Our retired old cop from the beginning, Turpin? Led by a criminal-with-a-family into a club whose manager, a mysterious crime boss, might know about these missing kids and his decedent. While the space cops are having their investigation taken over by special forces/internal investigations, our ground level and retired Turpin is being pushed around by crime boss, Darkseid, and shown that those children are now sharp-toothed monster slaves.

That is how Final Crisis begins. Not with direct punching of crime in its supervillain-proxy face, but with leads, desperation, interrogations, and hope. Special crimes units, badge numbers, with cross-referencing of investigations. Kneeling on the pavement and looking for bullet fragments. Walking into clubs and asking the scary, well-dressed asshole at the back for anything, because you know you can’t arrest them.

In 2008, the audience for crime fiction was substantially bigger than that of superhero entertainment. Lot has changed, since then, but not as much as superhero diehards might want. The audience who understand the pacing and lingo of crime fiction probably still outweigh the audience who know the beats to anticipate with the average superhero comic. Superhero rhetoric can be more genuinely impenetrable to a wide audience, than the rhetoric of TV crime shows, but especially ten years ago, when everyone thought they were just a chance’s breath away from being a special investigator.

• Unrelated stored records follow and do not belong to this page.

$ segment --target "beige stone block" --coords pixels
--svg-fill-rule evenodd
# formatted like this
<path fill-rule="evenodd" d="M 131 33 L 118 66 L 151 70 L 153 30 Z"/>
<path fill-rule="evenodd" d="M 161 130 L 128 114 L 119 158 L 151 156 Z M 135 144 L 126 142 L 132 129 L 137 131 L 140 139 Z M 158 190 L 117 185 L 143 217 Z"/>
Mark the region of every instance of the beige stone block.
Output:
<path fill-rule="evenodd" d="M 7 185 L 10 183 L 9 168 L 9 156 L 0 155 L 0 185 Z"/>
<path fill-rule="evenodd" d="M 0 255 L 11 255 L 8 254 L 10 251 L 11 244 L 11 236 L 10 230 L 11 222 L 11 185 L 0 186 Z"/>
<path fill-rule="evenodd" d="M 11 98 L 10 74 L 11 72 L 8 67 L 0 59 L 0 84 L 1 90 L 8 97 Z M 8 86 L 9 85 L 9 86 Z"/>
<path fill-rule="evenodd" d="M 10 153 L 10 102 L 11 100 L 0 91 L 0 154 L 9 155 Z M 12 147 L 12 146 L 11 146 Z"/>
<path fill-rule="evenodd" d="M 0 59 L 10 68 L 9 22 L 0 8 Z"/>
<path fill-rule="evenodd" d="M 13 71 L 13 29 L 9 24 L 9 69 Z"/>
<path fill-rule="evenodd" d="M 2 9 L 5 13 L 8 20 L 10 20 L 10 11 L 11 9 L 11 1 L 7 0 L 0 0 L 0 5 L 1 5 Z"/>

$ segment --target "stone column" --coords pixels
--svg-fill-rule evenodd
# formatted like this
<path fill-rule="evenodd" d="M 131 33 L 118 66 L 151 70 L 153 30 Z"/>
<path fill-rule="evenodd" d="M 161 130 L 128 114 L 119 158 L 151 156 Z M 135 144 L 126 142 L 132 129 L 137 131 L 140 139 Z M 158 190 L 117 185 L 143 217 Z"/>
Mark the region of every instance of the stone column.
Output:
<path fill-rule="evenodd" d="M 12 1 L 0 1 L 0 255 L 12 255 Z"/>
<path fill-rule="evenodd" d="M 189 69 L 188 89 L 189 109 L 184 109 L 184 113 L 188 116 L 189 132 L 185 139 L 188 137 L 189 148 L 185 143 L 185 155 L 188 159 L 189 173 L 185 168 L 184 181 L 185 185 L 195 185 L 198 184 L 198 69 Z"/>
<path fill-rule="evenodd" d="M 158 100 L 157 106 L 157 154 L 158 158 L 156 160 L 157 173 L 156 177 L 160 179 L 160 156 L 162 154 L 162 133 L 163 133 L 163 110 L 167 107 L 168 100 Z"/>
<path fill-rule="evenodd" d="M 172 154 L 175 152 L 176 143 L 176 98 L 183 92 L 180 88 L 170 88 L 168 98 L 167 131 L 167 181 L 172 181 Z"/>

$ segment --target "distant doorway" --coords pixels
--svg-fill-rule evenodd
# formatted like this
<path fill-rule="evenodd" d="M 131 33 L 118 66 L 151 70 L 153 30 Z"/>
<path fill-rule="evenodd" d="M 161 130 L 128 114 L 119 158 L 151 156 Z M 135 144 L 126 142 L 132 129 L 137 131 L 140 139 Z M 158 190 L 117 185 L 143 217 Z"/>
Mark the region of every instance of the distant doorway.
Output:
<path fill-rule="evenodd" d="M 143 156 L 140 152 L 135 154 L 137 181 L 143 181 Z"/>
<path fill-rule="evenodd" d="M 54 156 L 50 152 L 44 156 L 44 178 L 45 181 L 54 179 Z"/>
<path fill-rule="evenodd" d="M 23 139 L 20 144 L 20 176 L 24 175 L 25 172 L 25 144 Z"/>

As Final Crisis progresses, we expect it to dip into tradition superhero arcs and paces. To make the laps we know, use the touchstones we expect. And it does, in its way. But, more, it goes from being a crime story to war. As the crimes expand in intensity and number to a global and then post-global scale, the tone and the genre markers adapt from knees on the the pavement, beating mooks with a toilet seat in a seedy motel room, to drafts, to armies, to fields of the dead and newspaper front pages announcing news from the front.

While “channel-zapping,” the quick scene changes or interstitial moments may have annoyed some people deeply expecting a superhero comic that reads just like any other superhero comic, a 2008 or 2018 television audience ought to have no trouble. What is a David E Kelley show without short bursts of music between scenes or a quick flash to check in on a character before moving to the next plot-moving sequence? If you can cope with It’s Always Sunny in Philadelphia, and numbers and talk say people undeniably can, what fear have you of Final Crisis?

The last big criticism, then and when the comic is discussed anew, was that it was too much about genres, about stories and comics and media, in metaphor and mimicry. Again, do these people not watch television? Have they heard no songs as an adult? Music talks about other music and itself, about movies and stories all the time. If you haven’t heard a song use the phrase “love story” or call out another musician or song this year, what are you listening to? How? Do you? Watch? TV?

“We immediately escalate everything to a ten,” to quote from It’s Always Sunny…, which could not exist without “talking about” all other TV that exists.

If anything, Final Crisis, was a little late in coming, except nobody else in comics was getting there, either, except maybe Jack Kirby, forty years before, and to be entirely fair to all everywhere, nobody really knows in the moment what Jack Kirby was fully accomplishing. Kirby comics are going to last because he got genre, he understood genre markers and audience expectations. Jack Kirby understood non-superhero audiences in ways other superhero talent of his age and eras and even those far younger and long after, have often not. The predecessors of Final Crisis, Kirby’s Fourth World comics, New Gods and The Forever People went full war story for pages or an issue, then gothic horror or gothic farce the next. Scenes and characters interwove in ways that felt, in the moment of reading, natural or drastic, but always almost naive. They were not naive. They were built that way; to do a job.

Final Crisis is a built thing. If you are expecting a submarine and you get a Lotus Elan, it is fair to be confused, even frustrated. But, if you are told you’re getting an Elan, you see the car, the car runs great, looks good, eventually, step back and go, Hey, yeah, it’s a car. Then, get in the car and go some place.